La part imputée à chaque étage serait négociée chaque année par les parties
prenantes, en fonction de l’évolution des comptes de la Caisse
d’assurance-chômage, de l’état de l’emploi culturel, de la viabilité des
entreprises et des comportements solidaires entre employeurs (de manière à
éviter les faillites opportunes et un turn-over excessivement arrangeant) et
en fonction des priorités définies politiquement, au plan national et local,
pour fixer les conditions de développement et de financement multipartite du
système d’emploi culturel et de protection sociale. La modulation des
cotisations des employeurs pourrait être définie différentielle-ment selon
les caractéristiques des entreprises et du secteur, et par exemple obéir à
des barèmes variant selon les secteurs d’emploi du domaine des spectacles et
selon les caractéristiques des entreprises.

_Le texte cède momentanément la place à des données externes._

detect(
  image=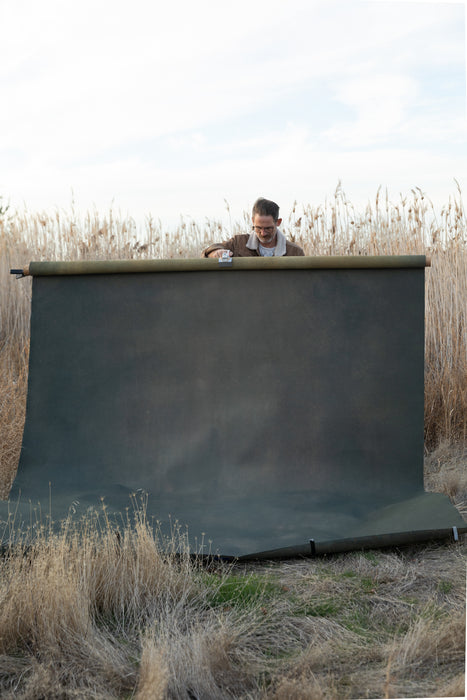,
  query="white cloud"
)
[0,0,465,224]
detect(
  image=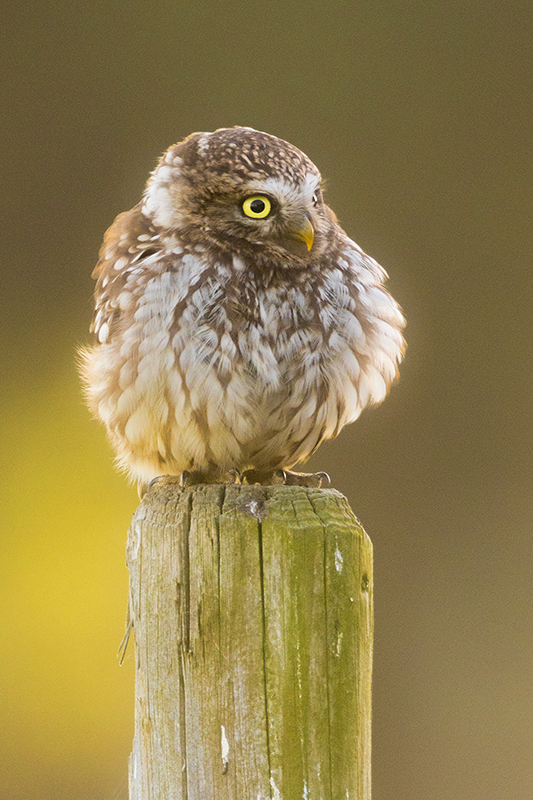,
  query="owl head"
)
[142,127,337,266]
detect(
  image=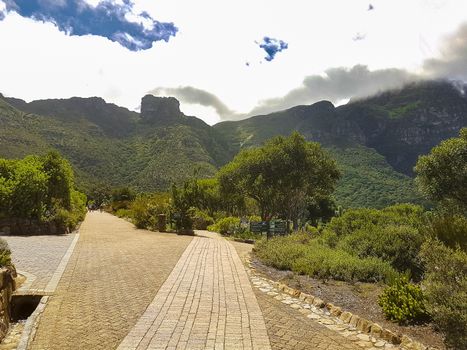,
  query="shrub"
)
[255,233,397,282]
[327,204,423,236]
[190,208,214,230]
[378,276,429,324]
[420,240,467,349]
[208,216,240,235]
[0,238,11,266]
[115,208,132,219]
[338,225,425,279]
[47,190,86,231]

Moyennant une telle évolution de l’architecture des imbrications entre
flexibilité de l’emploi culturel et protection assurantielle, la
responsabilisation des acteurs serait plus évidente, et plus mesurable, et
contrôlable.

La proposition avancée ici, si elle permet de faire émerger un système plus
efficace de financement et de responsabilisation, pourrait ajouter à la
fonction de protection contre les périodes de chômage, qui constitue la part
assurantielle de l’édifice, une fonction de soutien à l’emploi culturel, qui
prendrait en charge l’écart entre la durée ancienne d’indemnisation et la
durée prévue par la réforme. Ce qui, là encore, permettrait de délimiter
précisément les responsabilités et les charges de financement de tous ceux
qui sont attachés à pérenniser une forme de protection et de soutien de
l’emploi culturel.

par Pierre-Michel Menger

Pierre-Michel Menger est directeur de recherche au CNRS et directeur
d’études à l’Ecole des hautes études en sciences sociales (EHESS).